Schwarz: Ja, das ist in der Tat eines der Probleme. Wir haben die "Aktion Deutschland hilft", in der zehn Organisationen zusammengeschlossen sind, unter anderem eben auch CARE und World Vision und die Malteser, die Johanniter und ganz viele andere, wir haben eine Wasseraufbereitungsanlage in Zypern jetzt stehen, die ist vor einiger Zeit in Deutschland los, also vor etwa anderthalb Wochen, über Italien, ist jetzt in Zypern, in Larnaca, und wir warten eben darauf, dass wir diese Wasseraufbereitungsanlage hierher bringen können, denn die kann 10.000 Liter Wasser jeden Tag so sauber machen, dass man das Wasser auch trinken könnte. Das ist zum Beispiel etwas, was hier ganz dringend gebraucht wird: sauberes, hygienisches Wasser. In der Schule, von der ich vorhin sprach, leben zurzeit 900 Menschen etwa, Flüchtlinge, die auf jeder Etage nur eine einzige Toilette haben, für Jungs und Mädchen, Frauen und Männer. Das ist ja aus religiösen Gründen schon sehr problematisch alleine. Aber dann waschen die sich da zudem auch noch, und sie waschen ihre Wäsche dort. Da kann man sich vorstellen, dass das auf die Dauer durchaus ein Gefahrenherd ist - nicht unbedingt für Seuchen unmittelbar, aber doch für die Ausbreitung von bakteriellen Krankheiten.

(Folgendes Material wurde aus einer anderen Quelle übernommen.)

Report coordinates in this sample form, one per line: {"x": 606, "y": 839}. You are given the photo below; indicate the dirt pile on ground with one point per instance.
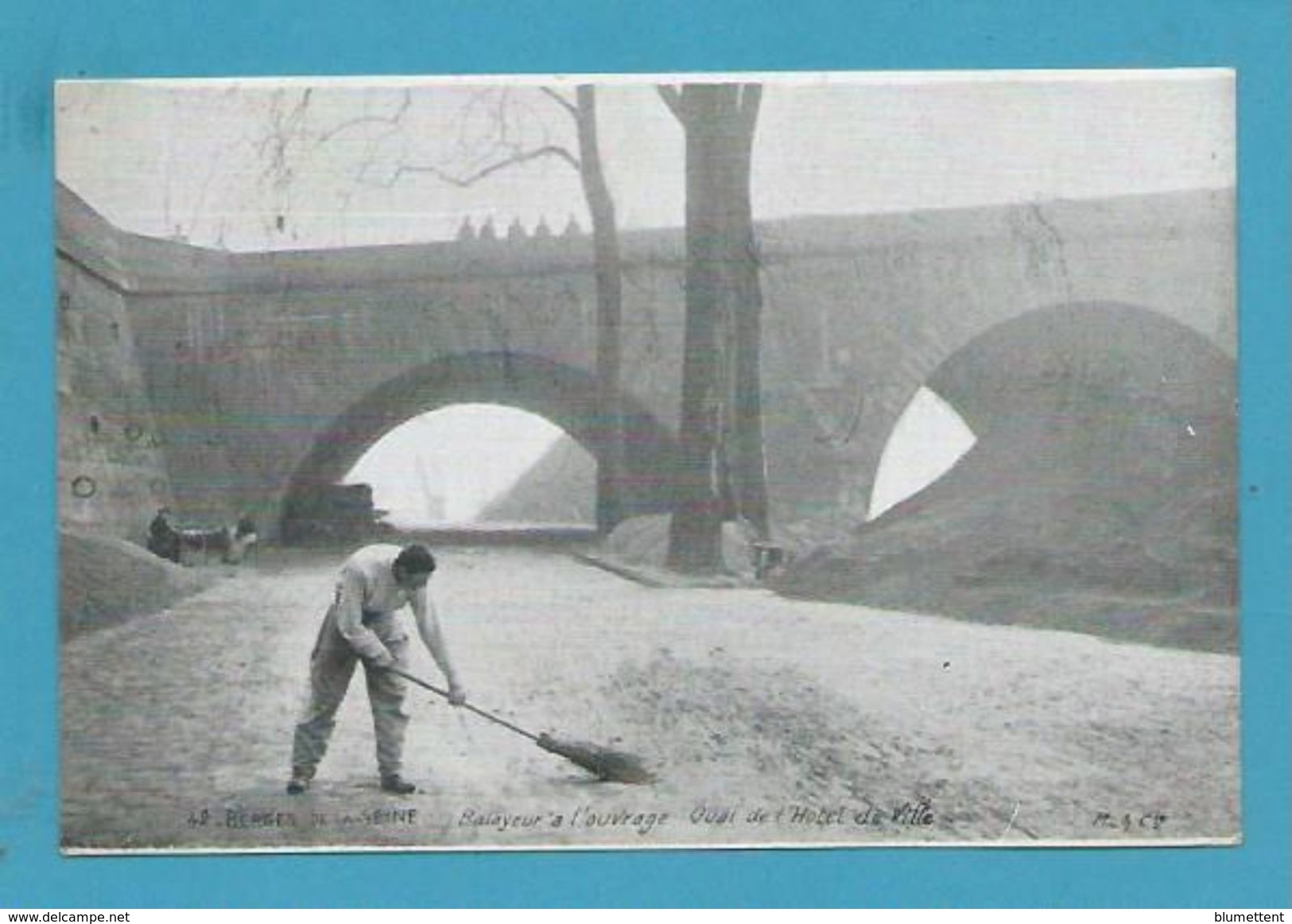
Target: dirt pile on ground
{"x": 105, "y": 580}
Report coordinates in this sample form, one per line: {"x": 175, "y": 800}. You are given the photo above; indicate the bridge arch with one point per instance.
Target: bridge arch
{"x": 1109, "y": 397}
{"x": 562, "y": 394}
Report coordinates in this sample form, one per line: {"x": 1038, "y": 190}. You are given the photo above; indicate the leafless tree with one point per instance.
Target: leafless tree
{"x": 721, "y": 473}
{"x": 502, "y": 138}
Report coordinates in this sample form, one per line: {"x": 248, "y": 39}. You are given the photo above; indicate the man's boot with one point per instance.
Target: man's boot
{"x": 398, "y": 785}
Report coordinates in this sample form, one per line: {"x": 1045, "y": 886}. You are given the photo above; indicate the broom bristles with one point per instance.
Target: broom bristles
{"x": 603, "y": 763}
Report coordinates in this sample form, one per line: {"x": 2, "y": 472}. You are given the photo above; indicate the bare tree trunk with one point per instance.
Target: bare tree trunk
{"x": 721, "y": 403}
{"x": 748, "y": 462}
{"x": 605, "y": 234}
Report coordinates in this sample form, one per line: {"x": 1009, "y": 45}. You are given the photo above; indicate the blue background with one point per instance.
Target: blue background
{"x": 47, "y": 41}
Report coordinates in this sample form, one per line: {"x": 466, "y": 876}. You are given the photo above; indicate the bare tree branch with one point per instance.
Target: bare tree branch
{"x": 463, "y": 181}
{"x": 390, "y": 120}
{"x": 672, "y": 99}
{"x": 561, "y": 101}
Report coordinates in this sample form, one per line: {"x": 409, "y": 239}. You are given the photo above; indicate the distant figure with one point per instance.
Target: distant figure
{"x": 163, "y": 538}
{"x": 241, "y": 541}
{"x": 361, "y": 624}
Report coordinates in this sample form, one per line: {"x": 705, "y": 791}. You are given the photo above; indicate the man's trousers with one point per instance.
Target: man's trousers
{"x": 331, "y": 669}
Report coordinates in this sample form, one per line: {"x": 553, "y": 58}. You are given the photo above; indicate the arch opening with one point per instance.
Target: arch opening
{"x": 926, "y": 442}
{"x": 479, "y": 465}
{"x": 1100, "y": 493}
{"x": 316, "y": 504}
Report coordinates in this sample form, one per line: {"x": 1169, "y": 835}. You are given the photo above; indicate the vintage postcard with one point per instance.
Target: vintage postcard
{"x": 644, "y": 462}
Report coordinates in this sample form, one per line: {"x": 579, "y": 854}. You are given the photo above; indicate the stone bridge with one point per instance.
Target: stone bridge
{"x": 243, "y": 380}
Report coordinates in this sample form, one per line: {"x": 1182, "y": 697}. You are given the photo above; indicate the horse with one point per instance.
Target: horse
{"x": 233, "y": 543}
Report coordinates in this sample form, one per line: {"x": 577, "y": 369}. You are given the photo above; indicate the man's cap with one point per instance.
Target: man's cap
{"x": 415, "y": 558}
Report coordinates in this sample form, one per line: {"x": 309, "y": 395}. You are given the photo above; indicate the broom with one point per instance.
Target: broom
{"x": 603, "y": 763}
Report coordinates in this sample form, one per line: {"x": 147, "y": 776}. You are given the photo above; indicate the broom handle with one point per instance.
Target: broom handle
{"x": 479, "y": 712}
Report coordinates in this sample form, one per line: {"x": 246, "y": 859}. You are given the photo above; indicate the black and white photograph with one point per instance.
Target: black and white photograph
{"x": 654, "y": 460}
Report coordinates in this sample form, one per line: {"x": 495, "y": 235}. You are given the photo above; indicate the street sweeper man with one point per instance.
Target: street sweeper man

Sagenschneider: Wie steht es mit der Energieversorgung? Ist die noch einigermaßen stabil?

Schwarz: Also ich würde die hier im Westen und im Osten Beiruts als einigermaßen stabil bezeichnen. Wir haben Stromausfälle hier in dem Hotel, in dem wir sind, aber auch in der Stadt, wenn man in einer Kneipe sitzt oder in einem kleinen Restaurant oder in einem Lokal, dann fällt schon mal der Strom aus. Aber das sorgt eher für Heiterkeit, weil man bisher immer erlebt hat, dass er wieder gekommen ist. Es gibt inzwischen aber auch solche Probleme mit der Treibstoffversorgung. Sehr lange Schlangen bilden sich vor den Tankstellen. Und das ist eben nicht so, dass die Leute das Benzin nicht bekommen, um ihren Wochenendausflug zu machen, sondern das ist natürlich auch ein unglaubliches Problem für die Hilfsorganisationen, die ja ihre Autos, mit denen sie durch die Gegend fahren, auch betanken müssen. Und man kann hier schon von einer wirklich extremen Treibstoffknappheit sprechen, in Beirut inzwischen.

Sagenschneider: Thomas Schwarz, Sprecher der Hilfsorganisation CARE Deutschland im Gespräch mit Deutschlandradio Kultur. Herzlichen Dank und alles Gute nach Beirut.